Diretoria até me irritam. Porque parece que as pessoas vivem num outro mundo

diferente do meu. Parece que não assistiram “Alice no País das Maravilhas”. É um

tal de “na minha escola isso”, “a minha escola aquilo”. Às vezes eu penso “será que

eu sou tão amargurado assim”? Aí eu penso, penso e vejo que não. Eu sou realista

mesmo. E prefiro continuar assim do que acreditar em “conto da Carochinha”, como

aquelas pessoas. Mas é difícil! Porque a gente vira peixe fora d’água. Mas não estou

nem aí. Faço o meu trabalho e vou embora de consciência limpa. Eu faço o que

posso e o que consigo.

Entrevistador: Mudando um pouquinho de assunto, da outra vez você disse que

recebia orientações de como organizar o seu tempo, mas que você tinha dificuldade

de planejar o seu trabalho como formador porque outras demandas atrapalhavam.

Você pode falar mais a respeito?

161

Entrevistado: Ah, sim. Bom é isso mesmo. Organizar eu tento. Organizar eu

organizo. Toda semana eu faço uma pauta, para as 40 horas que eu vou ficar aqui.

Entrevistador: E você prioriza suas atividades como formador: os htpcs, as

observações de aulas, o acompanhamento do trabalho dos professores?
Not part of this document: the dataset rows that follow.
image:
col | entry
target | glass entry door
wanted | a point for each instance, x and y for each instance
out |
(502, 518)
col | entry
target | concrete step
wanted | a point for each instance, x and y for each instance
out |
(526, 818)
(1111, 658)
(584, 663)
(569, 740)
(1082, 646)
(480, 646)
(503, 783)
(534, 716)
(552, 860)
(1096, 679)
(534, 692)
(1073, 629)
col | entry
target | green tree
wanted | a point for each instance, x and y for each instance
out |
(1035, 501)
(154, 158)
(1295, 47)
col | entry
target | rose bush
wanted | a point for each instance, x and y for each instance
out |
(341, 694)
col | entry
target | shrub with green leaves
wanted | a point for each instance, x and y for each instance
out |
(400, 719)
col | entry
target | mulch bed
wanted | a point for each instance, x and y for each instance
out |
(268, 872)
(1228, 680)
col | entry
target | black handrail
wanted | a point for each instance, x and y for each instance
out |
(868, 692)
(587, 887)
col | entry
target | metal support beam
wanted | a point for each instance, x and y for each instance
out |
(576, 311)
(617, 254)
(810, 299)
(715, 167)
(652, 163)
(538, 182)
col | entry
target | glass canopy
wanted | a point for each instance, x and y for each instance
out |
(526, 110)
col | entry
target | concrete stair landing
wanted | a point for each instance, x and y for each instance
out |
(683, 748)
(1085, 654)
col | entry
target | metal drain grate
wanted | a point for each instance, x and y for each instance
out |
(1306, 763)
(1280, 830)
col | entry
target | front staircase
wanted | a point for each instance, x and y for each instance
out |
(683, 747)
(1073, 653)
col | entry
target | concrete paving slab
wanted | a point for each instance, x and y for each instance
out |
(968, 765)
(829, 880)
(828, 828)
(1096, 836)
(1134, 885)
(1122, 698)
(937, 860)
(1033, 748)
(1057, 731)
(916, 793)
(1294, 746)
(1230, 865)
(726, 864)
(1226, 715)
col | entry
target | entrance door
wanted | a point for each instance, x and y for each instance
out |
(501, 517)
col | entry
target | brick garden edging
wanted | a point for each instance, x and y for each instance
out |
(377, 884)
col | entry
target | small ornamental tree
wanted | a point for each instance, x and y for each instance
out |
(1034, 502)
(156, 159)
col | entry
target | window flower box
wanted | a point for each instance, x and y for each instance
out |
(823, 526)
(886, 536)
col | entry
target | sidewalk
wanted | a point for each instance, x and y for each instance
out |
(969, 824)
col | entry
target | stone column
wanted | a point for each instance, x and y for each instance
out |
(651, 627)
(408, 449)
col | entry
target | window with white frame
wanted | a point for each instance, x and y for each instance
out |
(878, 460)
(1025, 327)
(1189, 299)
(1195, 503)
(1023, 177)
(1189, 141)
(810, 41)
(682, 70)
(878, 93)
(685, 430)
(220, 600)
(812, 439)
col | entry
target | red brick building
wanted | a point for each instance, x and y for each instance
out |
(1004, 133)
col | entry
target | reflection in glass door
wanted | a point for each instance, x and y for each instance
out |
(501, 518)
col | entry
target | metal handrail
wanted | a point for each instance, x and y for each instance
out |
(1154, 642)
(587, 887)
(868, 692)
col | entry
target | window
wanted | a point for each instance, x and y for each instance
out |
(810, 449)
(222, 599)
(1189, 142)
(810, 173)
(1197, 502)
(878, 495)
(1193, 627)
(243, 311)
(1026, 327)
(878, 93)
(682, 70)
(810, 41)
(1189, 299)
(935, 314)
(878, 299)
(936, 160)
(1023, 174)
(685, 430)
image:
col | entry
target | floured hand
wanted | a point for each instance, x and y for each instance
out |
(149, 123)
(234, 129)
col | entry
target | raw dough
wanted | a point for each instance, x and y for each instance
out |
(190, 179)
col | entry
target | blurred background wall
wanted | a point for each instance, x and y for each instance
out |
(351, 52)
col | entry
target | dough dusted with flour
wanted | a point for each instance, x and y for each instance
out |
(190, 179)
Entrevistado: No papel sim... Mas na prática é bem diferente!

Entrevistador: Por que?

Entrevistado: Ué, porque a escola é uma panela de pressão. É aluno que briga, que

se machuca, que xinga a professora, é pai de aluno querendo conversar, é festa

junina, é reforço, é Ler e Escrever, é professora chamando, é mapa da classe, é

htpc, é diretor chamando, é Diretoria pedindo relatório, é criança doente, é criança

que apanha, é criança que trabalha, pai e mãe drogado. Quer mais ou ta bom?

Entrevistador: Mas você consegue cumprir um pouco do seu planejamento?

Entrevistado: Um pouquinho.

Entrevistador: Um pouquinho quanto?

Entrevistado: Tem semana que a metade. Mas em geral, menos da metade.

Entrevistador: Bom, acho que falta só uma coisa. Você tem todo o direito de ficar

bravo comigo. Vamos lá. Da última vez, eu perguntei se o Ler e Escrever tinha

trazido contribuições para sua atuação como formador e você me disse que sim, que

agora você consegue conversar com os professores, que você pode sugerir coisas,

como usar letras móveis, parlendas, trabalho em grupo. Eu fiz uma interpretação de

que essa sua fala revela uma fragilidade teórico-metodológica, pois esses saberes

são saberes muito básicos do Ler e Escrever e que, de alguma forma, o trabalho das

professoras fica desconectado do seu. O que você acha disso? Pode ficar bravo

comigo, mas em respeito à você, diante da sua disponibilidade em me ajudar com a

162

minha pesquisa, seria anti-ético da minha parte omitir isso. Enfim, o que você acha

disso?

Entrevistado: Eu não me incomodo, não. Você falou mentira? Você sabe que eu não

fico bravo. Fico bravo com mentira. Você não falou mentira. Eu tenho limitações

mesmo. Eu sou biólogo. Eu caí nessa escola de pára-quedas. Eu me esforço, mas

tem coisas que escapam.

Entrevistador: Aliás, eu gostaria de dizer que o seu trabalho precisa ser valorizado e

a sua franqueza muito elogiada. Então, acho que é isso. Muito obrigado mesmo, e

eu quero te ver na minha defesa, hein?

Entrevistado: Eu estarei lá, com certeza!